В его руке был зажат клочок бумаги. Желтый такой, который используется в качестве стикеров. Смятый, он ярким пятном выделялся на фоне пепельной руки. Как солнце в ледяной пустыне.
За нами вышла мама, которая успела меня потерять. Позвав меня в спину пару раз и не дождавшись ответа, она прошла через небольшой двор и ехидно сказала что-то про то, что я там призрака увидел. А потом увидела и она…
Не могут люди так вопить. Не должны они так вопить, как вопила мама… Это привело меня в себя и я разревелся. Что ещё может сделать ребёнок в такой ситуации? Помню, как тряс её за руку, звал её, а она смотрела в сарай стеклянными глазами и выла на одной ноте.
Дальше была экспертиза, похороны, куча родственников. Я плохо это помню. Знаю только, что когда осознал, что именно произошло, мне стало страшно даже думать о смерти. Я панически боялся додуматься до того же, до чего и отец. Понять то же, что понял он перед тем, как решиться умереть. Сам…

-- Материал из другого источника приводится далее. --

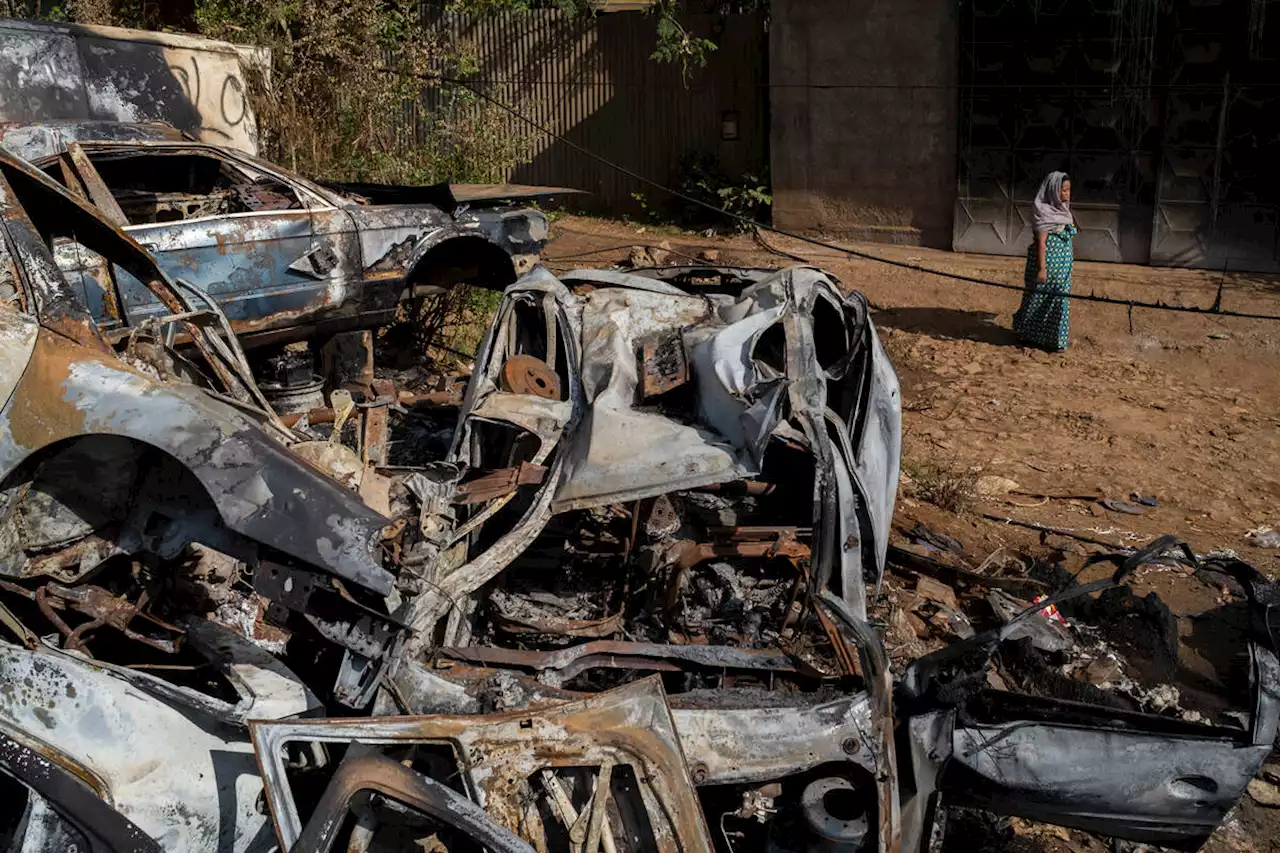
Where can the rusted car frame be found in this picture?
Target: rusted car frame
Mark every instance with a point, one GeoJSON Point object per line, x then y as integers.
{"type": "Point", "coordinates": [504, 762]}
{"type": "Point", "coordinates": [284, 258]}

Записка, да… Мама хранила её на полочке трюмо. С тех пор мама постоянно плакала, и часто разворачивала её, после чего заходилась в очередных истерических рыданиях. Я тогда думал, что именно там отец написал ту мысль, что заставила его умереть, и ни разу так и не заглянул в неё. Мне было страшно.
Мамы не стало через два года. Произошедшее сильно её подкосило, и из здоровой и пышущей оптимизмом женщины она превратилась в бледную тень себя. Большую часть времени она бездумно лежала на кровати, и выглядела так, будто она тоже умерла. А потом случилась болезнь…

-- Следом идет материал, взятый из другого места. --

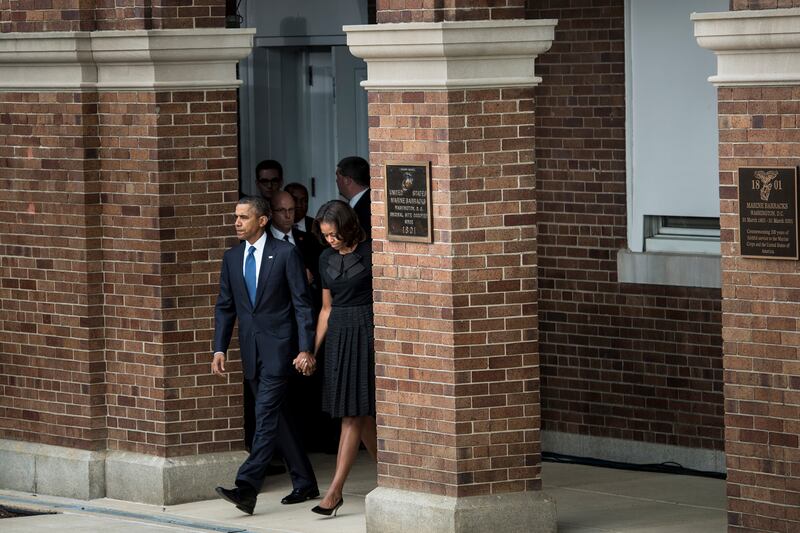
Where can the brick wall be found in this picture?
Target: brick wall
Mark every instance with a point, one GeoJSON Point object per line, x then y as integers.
{"type": "Point", "coordinates": [112, 232]}
{"type": "Point", "coordinates": [738, 5]}
{"type": "Point", "coordinates": [51, 304]}
{"type": "Point", "coordinates": [448, 10]}
{"type": "Point", "coordinates": [457, 363]}
{"type": "Point", "coordinates": [637, 362]}
{"type": "Point", "coordinates": [169, 178]}
{"type": "Point", "coordinates": [759, 127]}
{"type": "Point", "coordinates": [91, 15]}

Записка затерялась где-то после того, как я переехал к бабушке. Я и не вспоминал о ней с тех пор, детский мозг очень гибкий, так что я справился с горем, вернее, запрятал его где-то на задворках сознания. Вырос пусть и замкнутым, но здоровым человеком, кошмары по ночам не в счёт, к тому же с возрастом их стало куда меньше.

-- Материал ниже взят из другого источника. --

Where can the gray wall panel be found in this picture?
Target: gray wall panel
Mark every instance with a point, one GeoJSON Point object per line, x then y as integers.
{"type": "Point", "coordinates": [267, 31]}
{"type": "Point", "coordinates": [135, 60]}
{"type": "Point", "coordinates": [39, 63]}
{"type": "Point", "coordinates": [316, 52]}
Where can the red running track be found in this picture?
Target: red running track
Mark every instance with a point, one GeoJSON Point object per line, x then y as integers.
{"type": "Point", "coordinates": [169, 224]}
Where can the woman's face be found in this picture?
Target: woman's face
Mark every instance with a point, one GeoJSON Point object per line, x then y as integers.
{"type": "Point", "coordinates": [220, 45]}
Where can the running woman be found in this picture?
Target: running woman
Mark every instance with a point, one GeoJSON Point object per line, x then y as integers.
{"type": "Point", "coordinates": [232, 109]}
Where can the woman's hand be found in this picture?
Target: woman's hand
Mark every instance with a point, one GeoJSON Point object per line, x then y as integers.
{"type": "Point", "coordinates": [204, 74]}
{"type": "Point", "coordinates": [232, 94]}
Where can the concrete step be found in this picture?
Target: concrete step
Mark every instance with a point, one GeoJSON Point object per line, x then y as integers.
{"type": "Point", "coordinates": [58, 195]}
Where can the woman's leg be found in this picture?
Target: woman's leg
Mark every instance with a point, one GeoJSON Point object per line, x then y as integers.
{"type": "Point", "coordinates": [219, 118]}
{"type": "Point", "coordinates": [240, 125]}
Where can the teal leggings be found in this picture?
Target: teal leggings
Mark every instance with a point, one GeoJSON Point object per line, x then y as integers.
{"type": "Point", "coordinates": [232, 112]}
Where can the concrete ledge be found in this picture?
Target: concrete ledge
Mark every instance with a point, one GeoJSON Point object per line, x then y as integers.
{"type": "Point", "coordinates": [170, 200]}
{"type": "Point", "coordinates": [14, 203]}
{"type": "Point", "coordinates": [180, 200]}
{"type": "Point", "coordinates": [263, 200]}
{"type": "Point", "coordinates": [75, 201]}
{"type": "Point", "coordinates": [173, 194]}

Я окончил институт с красным дипломом, нашёл работу в родном городе, вернулся в дом, где жил в детстве, и который после моего переезда находился в многолетней аренде у какого-то друга троюродного брата по прабабкиной линии, и даже сделал там ремонт, чтобы заглушить рвущиеся по ночам воспоминания. Чёрт, да я даже разобрал тот сарай, один взгляд на который вызывал подкатывающий к горлу ком.
И сейчас ты, читатель, наверное, задаёшься вопросом, зачем же тогда я всё это пишу? Дело в том, что я нашёл ту записку. Она лежала за тем самым трюмо, которое было все эти годы неподвижным. Выцветший желтый комок, который я узнал с первого взгляда. Сперва я испытал тот же страх, что и многие годы назад, отскочил от него, как от змеи. Потом, поняв, что кусочек бумаги мне не навредит, я его всё же поднял кончиками пальцев, но развернуть так и не решился. Он пылился в шкафчике моего стола.
С тех пор прошло три месяца. В один из дней у меня случился припадок, и я рухнул как подкошенный прям на своей любимой работе. Долгая волокита по врачам, куча тестов и анализов и тестов. Кажется, запах больницы въелся в меня навсегда.
Сейчас я сижу за столом, а передо мной лежит две бумажки. Одна – смятая записка отца. Вторая – заключение от врача, в котором сухим научным языком сказано, что у меня в голове неоперабельная опухоль с околонулевым шансом на успешное лечение. И вот я думаю о том, чтобы развернуть записку. Может быть хоть это поможет мне унять паническую дрожь в руках и смириться с тем, что со мной будет через пару месяцев.